Remy Four-Layer Brand Coherence Check — Implementation Spec v0.1
Filed: 2026-05-26 by Mycelia
For: Faber — implementation-ready engineering spec
Grounded in: BRAND_OPERATING_v0.2.md §6.3 (Remy fourth-layer coherence check) + §6.4 (Model Profile coherence-gate stage)
Status: v0.1 — Faber edits in place if scope reads wrong; ship updated version after build
Priority: Post-Thu reveal. Not Thursday-blocking. This is Y1 architecture work that becomes Day-30+ in the engagement.
What it is + why
Right now Remy validates outputs against voice rules (lexical patterns + tier mappings + ban list). That's surface-layer only. A Remy output can follow every voice rule and still violate the brand's soul (saying something the painter would never say), the system (offering a sale during a "no sales ever" brand), or the story (inventing artisan-partnership details that don't exist).

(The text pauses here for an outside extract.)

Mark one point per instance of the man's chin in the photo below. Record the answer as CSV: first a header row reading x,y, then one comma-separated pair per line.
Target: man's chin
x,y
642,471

The four-layer coherence check is a middleware that runs after generation and before external-surface ship. It asks four questions per output:
- SOUL — does this respect the originating conviction (painter-discipline / restraint / curatorial-taste)?
- SYSTEM — does this match operational reality (no-sale, made-to-order, named-artisan-partnerships, natural-fibers-only)?
- STORY — does this serve a narrative the brand actually owns? (not invented, not borrowed-from-category)
- SURFACE — does this read as unmistakably EF on first encounter? (voice rules, painter colors, "+", three voice tiers, natural-light register)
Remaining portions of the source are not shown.